Why providers must stop reacting and start acting on security
People who work in the world of information security and technology—from helpdesk to security admin, IS/IT auditor to consultant penetration tester—know there has been one overarching theme that affects almost every organization in some way: the common practice of reactive security.
This means that instead of looking to constantly improve security, keep systems up to date, perform system upgrades and so on, most organizations wait until something breaks before they even think about fixing or replacing it.
As with anything in life, the reactive model rarely leads to any sort of success and frequently forces situations to remain static at best, and often makes things much worse. The difference between reacting to issues and threats and acting ahead of time to reduce the risk is often the difference between remaining solvent and going out of business.
For example, an emergency department visit is significantly more costly than a regular or specialist doctor’s visit that is scheduled. This rings true in virtually any emergent situation—particularly when it comes to a breach, server maintenance, patching, vulnerability testing and an endless list of other things that, without proper planning, can quickly become a disaster.
The examples that enforce this concept are virtually limitless.
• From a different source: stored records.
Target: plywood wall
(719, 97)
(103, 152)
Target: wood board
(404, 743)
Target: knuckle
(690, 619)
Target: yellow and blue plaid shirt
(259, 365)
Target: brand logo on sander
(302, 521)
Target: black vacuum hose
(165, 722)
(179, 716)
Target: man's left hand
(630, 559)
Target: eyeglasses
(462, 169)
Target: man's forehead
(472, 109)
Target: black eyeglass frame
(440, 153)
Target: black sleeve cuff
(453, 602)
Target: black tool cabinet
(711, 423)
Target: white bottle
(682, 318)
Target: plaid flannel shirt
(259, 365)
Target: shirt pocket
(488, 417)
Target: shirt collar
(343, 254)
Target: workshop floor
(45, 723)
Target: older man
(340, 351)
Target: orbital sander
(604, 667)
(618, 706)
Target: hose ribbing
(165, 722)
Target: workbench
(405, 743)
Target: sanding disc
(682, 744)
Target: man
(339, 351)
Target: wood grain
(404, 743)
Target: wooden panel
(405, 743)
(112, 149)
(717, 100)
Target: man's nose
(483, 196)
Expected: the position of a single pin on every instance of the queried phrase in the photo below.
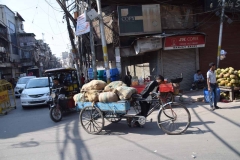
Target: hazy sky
(40, 18)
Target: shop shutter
(176, 62)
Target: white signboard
(82, 26)
(147, 45)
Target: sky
(40, 18)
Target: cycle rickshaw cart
(173, 118)
(62, 103)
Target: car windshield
(23, 80)
(37, 83)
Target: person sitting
(198, 80)
(56, 83)
(146, 95)
(128, 79)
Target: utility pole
(103, 38)
(94, 67)
(79, 42)
(71, 37)
(220, 33)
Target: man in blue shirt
(199, 81)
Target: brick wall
(230, 42)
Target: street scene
(104, 79)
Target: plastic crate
(206, 95)
(167, 87)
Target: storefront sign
(230, 5)
(137, 20)
(184, 42)
(3, 96)
(147, 45)
(82, 25)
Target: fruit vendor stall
(228, 81)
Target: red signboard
(184, 42)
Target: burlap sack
(113, 85)
(94, 85)
(92, 96)
(108, 97)
(79, 98)
(125, 93)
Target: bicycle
(173, 118)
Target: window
(22, 27)
(12, 31)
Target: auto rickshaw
(62, 97)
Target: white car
(21, 85)
(36, 92)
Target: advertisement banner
(184, 42)
(230, 5)
(4, 97)
(138, 20)
(83, 27)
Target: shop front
(180, 55)
(142, 59)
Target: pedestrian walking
(212, 87)
(82, 78)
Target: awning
(183, 40)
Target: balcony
(3, 33)
(28, 44)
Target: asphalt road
(31, 135)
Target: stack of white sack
(91, 92)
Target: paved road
(31, 135)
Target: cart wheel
(92, 120)
(112, 117)
(56, 114)
(167, 97)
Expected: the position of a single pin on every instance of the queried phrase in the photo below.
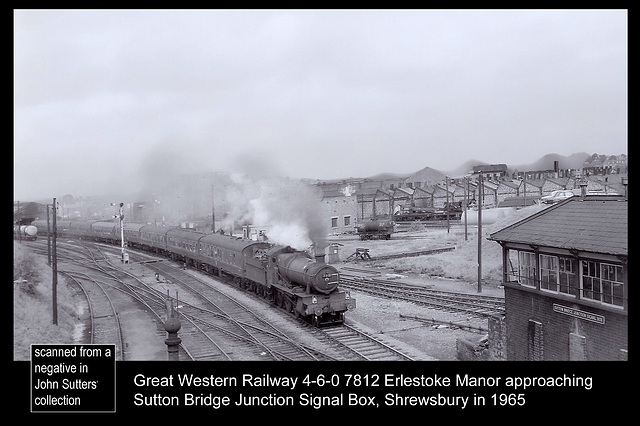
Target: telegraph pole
(48, 238)
(54, 283)
(123, 245)
(466, 205)
(446, 185)
(480, 197)
(213, 214)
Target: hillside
(573, 161)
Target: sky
(110, 100)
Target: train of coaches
(291, 279)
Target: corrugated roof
(595, 224)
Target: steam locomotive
(406, 214)
(375, 229)
(289, 278)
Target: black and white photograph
(341, 185)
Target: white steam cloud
(290, 210)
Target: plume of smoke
(290, 210)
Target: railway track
(364, 346)
(214, 326)
(477, 305)
(105, 325)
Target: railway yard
(398, 317)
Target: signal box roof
(596, 224)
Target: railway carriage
(182, 244)
(241, 258)
(108, 232)
(289, 278)
(132, 233)
(154, 238)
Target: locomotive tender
(289, 278)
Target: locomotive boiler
(307, 287)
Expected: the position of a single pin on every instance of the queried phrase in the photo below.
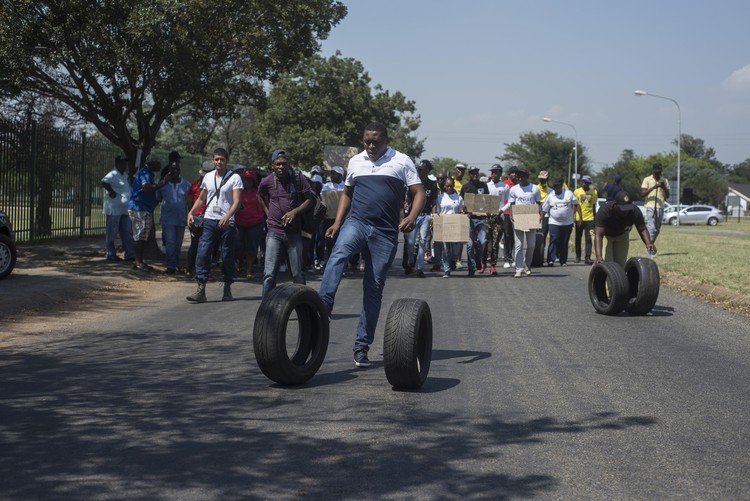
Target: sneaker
(360, 359)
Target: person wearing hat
(508, 235)
(544, 189)
(458, 175)
(477, 224)
(284, 196)
(115, 208)
(173, 199)
(560, 208)
(250, 221)
(495, 222)
(614, 221)
(368, 220)
(587, 197)
(524, 193)
(416, 239)
(611, 189)
(195, 232)
(142, 205)
(654, 191)
(221, 193)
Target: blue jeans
(379, 249)
(211, 233)
(119, 224)
(421, 230)
(476, 243)
(276, 243)
(559, 237)
(173, 236)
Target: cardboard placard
(331, 200)
(525, 217)
(481, 205)
(450, 228)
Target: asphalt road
(530, 394)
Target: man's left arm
(418, 200)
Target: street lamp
(575, 149)
(679, 138)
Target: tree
(329, 102)
(546, 151)
(126, 66)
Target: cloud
(739, 81)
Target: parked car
(7, 246)
(697, 214)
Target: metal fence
(50, 180)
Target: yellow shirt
(655, 199)
(587, 201)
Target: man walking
(221, 192)
(117, 188)
(654, 191)
(283, 196)
(373, 199)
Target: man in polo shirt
(373, 199)
(614, 221)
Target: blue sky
(483, 72)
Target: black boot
(199, 296)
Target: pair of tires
(291, 333)
(634, 288)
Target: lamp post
(575, 149)
(679, 138)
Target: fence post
(82, 199)
(32, 182)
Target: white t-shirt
(449, 204)
(220, 205)
(117, 206)
(560, 207)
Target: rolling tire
(407, 343)
(537, 260)
(643, 281)
(608, 288)
(270, 334)
(7, 256)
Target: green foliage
(546, 151)
(125, 66)
(328, 102)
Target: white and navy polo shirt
(379, 187)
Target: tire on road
(407, 343)
(537, 260)
(7, 256)
(643, 282)
(270, 334)
(608, 288)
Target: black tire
(608, 288)
(270, 334)
(7, 256)
(643, 282)
(537, 260)
(407, 343)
One example that is all too common is waiting for a new operating system to be released instead of patching a known-bad or out-of-date system. This often happens because it is a time-consuming process to update the old system, but attackers don’t care if you have a new system coming or in place—they will go for the vulnerable one.
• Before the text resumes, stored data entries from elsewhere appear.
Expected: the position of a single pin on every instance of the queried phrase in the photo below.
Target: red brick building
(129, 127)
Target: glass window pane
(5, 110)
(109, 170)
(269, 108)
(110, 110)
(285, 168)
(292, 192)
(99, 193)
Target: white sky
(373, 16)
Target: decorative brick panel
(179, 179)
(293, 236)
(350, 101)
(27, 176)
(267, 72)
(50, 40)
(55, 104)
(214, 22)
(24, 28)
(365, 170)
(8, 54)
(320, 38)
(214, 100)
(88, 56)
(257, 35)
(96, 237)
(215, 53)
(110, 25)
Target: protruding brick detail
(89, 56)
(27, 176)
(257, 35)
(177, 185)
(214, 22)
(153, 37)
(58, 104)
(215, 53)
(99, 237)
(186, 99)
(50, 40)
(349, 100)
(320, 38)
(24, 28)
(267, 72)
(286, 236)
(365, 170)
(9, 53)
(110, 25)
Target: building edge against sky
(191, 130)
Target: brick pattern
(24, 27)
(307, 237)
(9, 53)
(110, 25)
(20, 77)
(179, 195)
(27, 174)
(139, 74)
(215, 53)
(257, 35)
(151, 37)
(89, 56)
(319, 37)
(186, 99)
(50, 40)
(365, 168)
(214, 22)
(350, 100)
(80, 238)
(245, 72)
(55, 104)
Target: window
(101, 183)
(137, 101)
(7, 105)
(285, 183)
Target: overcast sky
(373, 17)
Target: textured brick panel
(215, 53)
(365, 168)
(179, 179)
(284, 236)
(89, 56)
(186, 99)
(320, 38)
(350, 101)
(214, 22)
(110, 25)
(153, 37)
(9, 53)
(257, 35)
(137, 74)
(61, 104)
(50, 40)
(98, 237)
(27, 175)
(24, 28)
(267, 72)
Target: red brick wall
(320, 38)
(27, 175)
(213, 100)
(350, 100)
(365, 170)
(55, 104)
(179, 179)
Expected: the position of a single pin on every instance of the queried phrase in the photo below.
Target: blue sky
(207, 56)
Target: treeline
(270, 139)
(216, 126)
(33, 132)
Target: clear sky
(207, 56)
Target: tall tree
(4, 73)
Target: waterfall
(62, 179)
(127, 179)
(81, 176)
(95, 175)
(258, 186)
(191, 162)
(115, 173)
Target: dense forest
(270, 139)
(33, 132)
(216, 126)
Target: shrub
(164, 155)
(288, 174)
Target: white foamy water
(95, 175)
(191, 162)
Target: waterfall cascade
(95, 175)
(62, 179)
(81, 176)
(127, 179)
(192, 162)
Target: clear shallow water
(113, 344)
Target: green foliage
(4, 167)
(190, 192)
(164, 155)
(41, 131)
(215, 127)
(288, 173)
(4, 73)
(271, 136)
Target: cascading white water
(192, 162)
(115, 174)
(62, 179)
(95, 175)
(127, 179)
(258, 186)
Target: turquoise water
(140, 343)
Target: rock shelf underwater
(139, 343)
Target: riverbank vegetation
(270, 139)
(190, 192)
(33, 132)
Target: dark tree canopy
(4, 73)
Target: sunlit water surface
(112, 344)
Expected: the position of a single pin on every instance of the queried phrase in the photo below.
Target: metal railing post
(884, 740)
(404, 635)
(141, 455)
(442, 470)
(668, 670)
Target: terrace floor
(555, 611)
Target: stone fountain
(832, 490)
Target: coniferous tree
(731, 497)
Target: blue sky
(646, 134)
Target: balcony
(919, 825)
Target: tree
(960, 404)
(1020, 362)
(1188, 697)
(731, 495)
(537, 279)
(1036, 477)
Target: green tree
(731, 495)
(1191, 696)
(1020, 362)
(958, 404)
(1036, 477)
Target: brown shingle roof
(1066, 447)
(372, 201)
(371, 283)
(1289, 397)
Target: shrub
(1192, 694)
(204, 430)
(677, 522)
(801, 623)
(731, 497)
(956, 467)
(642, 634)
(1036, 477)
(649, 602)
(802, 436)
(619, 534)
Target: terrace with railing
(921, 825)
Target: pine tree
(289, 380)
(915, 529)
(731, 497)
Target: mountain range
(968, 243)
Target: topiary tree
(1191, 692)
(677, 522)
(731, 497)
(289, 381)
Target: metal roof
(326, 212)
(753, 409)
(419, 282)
Another example that crops up frequently is in relation to incident response (IR). When an incident happens, it quickly becomes obvious to an organization that they need help, but those that can help (forensics, incident response specialists and others) also know how desperately help is needed.
Just like the earlier example of going to an emergency department, think of an incident like a serious car accident caused by bad brakes, causing the victim to be taken by an ambulance to the ED while their car is towed to the shop. As you might imagine, this would cost more than proactively getting new brakes. When an incident happens, it is akin to this scenario, and if you haven’t planned ahead and know who you are going to call for help, then you’ll be paying a premium in several ways. There is no 9-1-1 service for your organization’s information security, unless you set it up proactively.
Many who read this know that this applies to their organization, and while it does mean there is a lot of work ahead, realizing the problem is the first step towards fixing it.
One of the most important things that any and all organizations need to do on a regular basis (at least annually) is to conduct a risk analysis and business impact analysis along with more frequent vulnerability analyses. This is a formal way of saying that organizations need to take a look at the realities of their information security.
Ignoring systems that are vulnerable won’t make them go away, skipping an annual penetration test or vulnerability assessment will not eliminate vulnerabilities. Begin by looking at the situation from a pragmatic perspective, and organizations will be amazed at what they can avoid.